Fortunately, not drinking doesn't cost much. We're both on medicinal regimens in a way, except my regimen requires that I not take certain expensive medicines, and yours requires that you do take it. The thing I don't understand, though, is why, aside from the expense, if you're happy on the meds, you are thinking about going off them. You say, "I have to go off it sometime, I guess."
Is it necessary for you to go off it sometime? Why? Is it toxic over a long period of time? Is it just the expense? What benefit is there in going off the drug? Is there a possibility that you will feel not only OK but actually better off the drug? How much of your interest stems from an unexpressed wish to be finally, once and for all, completely cured?
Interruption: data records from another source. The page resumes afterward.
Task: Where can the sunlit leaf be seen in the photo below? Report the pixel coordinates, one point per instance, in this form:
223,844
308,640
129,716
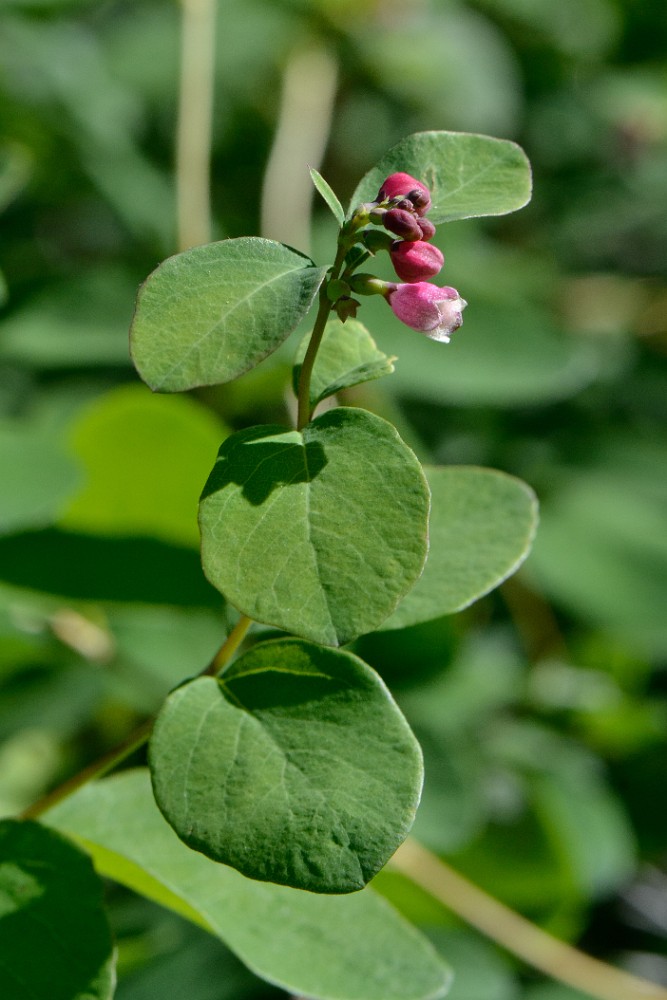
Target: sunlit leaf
319,532
468,175
352,947
294,767
481,527
211,313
While, again, I can't advise pro or con, here is a quote from CrazyMeds.org that made sense to me: "The most important thing to remember is this -- your symptoms have gone away BECAUSE THE MEDS ARE WORKING! It's not necessarily because you've been cured."
Let's turn to a question I feel better equipped to answer: If you went off the meds and it turned out that you couldn't live happily without them, what would that mean? What kind of person might you be? It might mean that you're a person who, after a long course of antidepressants, made the decision in concert with your therapist to gradually reduce the dosage in order to find out if it was possible to live happily without the drugs. And what if the truth turned out to be that you cannot live happily without the drugs? It might mean you're a person who had the courage to find out the truth about your condition, and now has found out the truth and is trying to live with it. Would that be so terrible?
Here's how I suggest you think about it: On Zoloft or off Zoloft, you are still the real you. The real you has depression. The real you takes meds for it. The real you sometimes thinks about not taking drugs for it. The real you wishes you could be happy without meds. Maybe you'll find out if that's possible. But if you do stop the drugs and become less happy as a result, you won't be less real. You'll just be less happy.